The review found the following:
• An apparent lack of coordinated economic, social, and health strategy and policies focused on improving maternal health
• No acknowledgment in national health policy of the limitations of the medical model of maternal health and little apparent mention of the social model
• No evident national frameworks for quality assurance in maternity care
• Lack of recognition of the importance of woman-centered care
• No evident comprehensive maternal health needs assessment to underpin coordinated multisector working
• An apparent lack of reliable national data collection for setting inequality targets and monitoring progress
• No apparent performance-focused management system for improving maternity care nationally.

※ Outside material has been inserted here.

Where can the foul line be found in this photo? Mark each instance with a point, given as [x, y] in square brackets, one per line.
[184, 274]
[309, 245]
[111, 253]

Although India has made large increases in maternal health care provision over recent decades, a pragmatic review of government policies, the reports of international agencies, and the findings of published research studies indicate that major barriers exist to reducing maternal health inequalities and to achieving good quality care for disadvantaged women. The main barrier appears to be the widespread use at all levels, including government, of the medical model of maternal health, which focuses mostly on obstetric interventions and fails to address the wider economic and social determinants of maternal health or to use a woman-centered approach to maternity care.
We recommend that Indian governments adopt instead a “social model” approach to maternal health improvement and urgently employ a public health strategy led by a national multisector task force to reduce inequalities in maternal health.